He went out, looking for release in the watery sun and the fresh wind. Taking the staff, he limped down to where the burn became brackish and sat at the edge of the rust-coloured water, swigging his hip flask defiantly.
He stared absently at a huddle of boulders across the burn, tracing with his eyes the patterns of the lichen, the pale shades of drier rock, the dark recesses where moss clung. The whisky warmed him, made his head swim. His empty stomach began to glow and he rubbed his knees thoughtfully. The gulls had left their noisy argument and had gone swooping around the sea cliffs in figures of eight.
He stared again at the rocks. The patterns had changed; they shifted even as he watched. He squinted, making shapes and silhouettes.
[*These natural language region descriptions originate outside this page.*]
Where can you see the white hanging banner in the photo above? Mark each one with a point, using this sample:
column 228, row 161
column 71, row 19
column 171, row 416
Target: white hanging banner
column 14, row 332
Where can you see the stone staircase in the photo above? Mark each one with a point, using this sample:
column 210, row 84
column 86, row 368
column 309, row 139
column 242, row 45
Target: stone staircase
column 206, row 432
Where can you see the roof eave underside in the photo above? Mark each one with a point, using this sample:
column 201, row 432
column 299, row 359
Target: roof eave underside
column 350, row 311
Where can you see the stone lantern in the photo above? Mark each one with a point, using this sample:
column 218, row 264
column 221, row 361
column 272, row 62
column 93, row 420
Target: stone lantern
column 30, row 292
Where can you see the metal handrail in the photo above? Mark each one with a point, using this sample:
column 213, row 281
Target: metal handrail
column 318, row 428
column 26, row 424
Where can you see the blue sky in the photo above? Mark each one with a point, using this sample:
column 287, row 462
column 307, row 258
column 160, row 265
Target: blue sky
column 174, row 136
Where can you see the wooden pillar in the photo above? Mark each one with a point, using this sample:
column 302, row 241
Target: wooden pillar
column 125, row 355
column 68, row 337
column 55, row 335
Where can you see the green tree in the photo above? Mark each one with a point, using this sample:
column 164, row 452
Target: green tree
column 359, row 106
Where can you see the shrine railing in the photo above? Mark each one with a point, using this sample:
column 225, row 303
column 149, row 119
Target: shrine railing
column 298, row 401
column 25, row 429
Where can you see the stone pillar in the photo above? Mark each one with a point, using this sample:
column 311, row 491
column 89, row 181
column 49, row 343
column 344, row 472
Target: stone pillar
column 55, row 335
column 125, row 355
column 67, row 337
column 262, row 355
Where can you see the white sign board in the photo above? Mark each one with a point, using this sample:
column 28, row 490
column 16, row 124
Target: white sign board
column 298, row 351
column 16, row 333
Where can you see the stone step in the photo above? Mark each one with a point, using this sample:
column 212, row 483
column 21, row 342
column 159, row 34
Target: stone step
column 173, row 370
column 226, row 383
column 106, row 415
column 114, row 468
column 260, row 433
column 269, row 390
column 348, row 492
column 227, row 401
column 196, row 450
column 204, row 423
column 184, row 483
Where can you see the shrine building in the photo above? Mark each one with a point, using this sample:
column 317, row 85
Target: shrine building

Now a horse, then a tower, a crown, a face... A thin, dark, pointed brown face with black eyes as bright as beads, and a sharp beard split by a grin.
‘Jesus Christ!’
He jumped up, the flask falling aside with a hollow thud. His swaying eyes shrilled out on to the rock—but there was only lichen there, and goosepimpled granite. He knuckled his eye sockets.
Shouldn’t drink in the afternoon.
That evening he sat before a high fire and cleaned the rifle. He took more time than usual about the task, both because the weapon had not been cleaned for a time, and because it was comforting to feel its wooden smoothness in his hands, to sight on imaginary targets along the beach in the dusk. He had always liked guns, liked dismantling and cleaning them; except when cleaning them became a drudge, as it often had in the army. It was an arcane skill, concrete and satisfying.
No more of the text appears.